Egas emprunta une petite ruelle s’enfonçant dans les pires quartiers de la cité, préférant encore faire face à des truands qu’au Mysterium. Par chance, il connaissait déjà cette partie de la ville. La prochaine allée le mènerait à une maison close qu’il côtoyait régulièrement, moins pour le charme de ses hôtes que pour le rhum arrangé que la matrone lui réservait. Une fois à l’intérieur, l’Inquisiteur ne le retrouverait jamais.
Un coup de tonnerre résonna dans la nouvelle allée. Il tomba au sol, sans comprendre comment ni pourquoi. Une brulure intense lui martela la joue et lorsqu’il toucha son visage, il découvrit une plaie béante sous sa pommette droite.
— Besoin d’un médecin ? lui dit l’Exécuteur posté devant lui.
C’était le plus petit des deux, celui aux yeux assassins.

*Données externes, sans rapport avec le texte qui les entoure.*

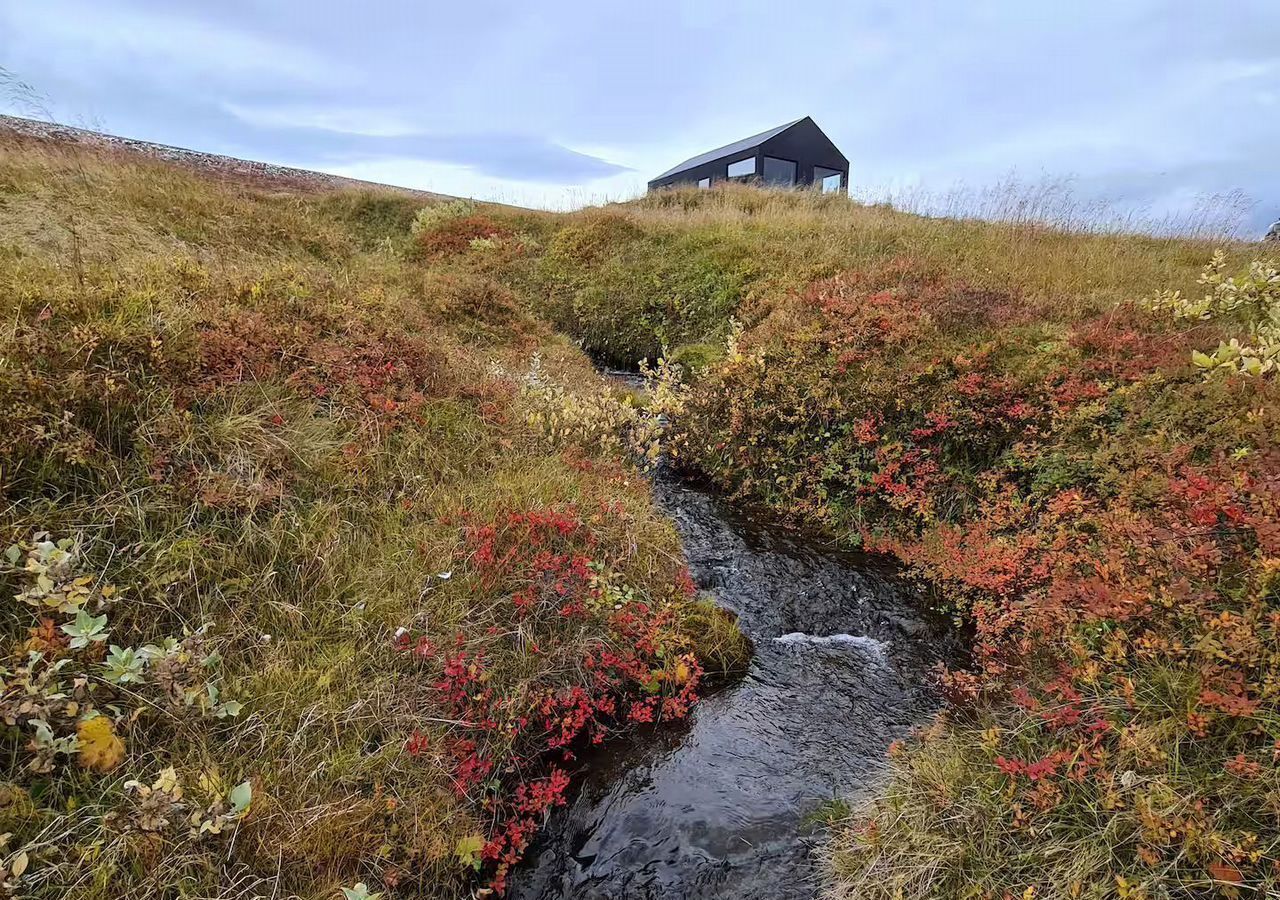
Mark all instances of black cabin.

Il portait à la main un fouet armé de pointes cloutées. Ce qu’il avait pris pour le son de la foudre était en fait le claquement du fouet sur son visage.
Egas se leva d’un bond, ignorant la douleur, et se tourna dans la direction opposée pour fuir son agresseur. Il se cogna sur le corps aussi solide qu’un mur du second Exécuteur qui s’était posté derrière lui. Le choc fut si soudain qu’il retomba au sol.
L’Inquisiteur apparut derrière son acolyte et le contourna pour venir s’agenouiller à hauteur d’Egas.
— Monsieur Venaritin, quel honneur de vous rencontrer ! J’ai entendu de nombreux éloges à propos de vos talents de médecins ! Du moins, avant ce regrettable incident avec le Roi…
— Je… je…
— Tst, tst, tst, allons, allons, calmer vous ! Nous sommes entre amis, dit l’Inquisiteur en souriant. Commencez donc par m’en dire plus sur ce naufragé que vous avez repêché en mer.
Egas glapit bruyamment, espérant que March était déjà loin de Drachima. Les cris du médecin résonnèrent dans la ruelle déserte alors que l’Inquisiteur se mit au travail et Egas regretta encore une fois de ne pas avoir suivi le Mage.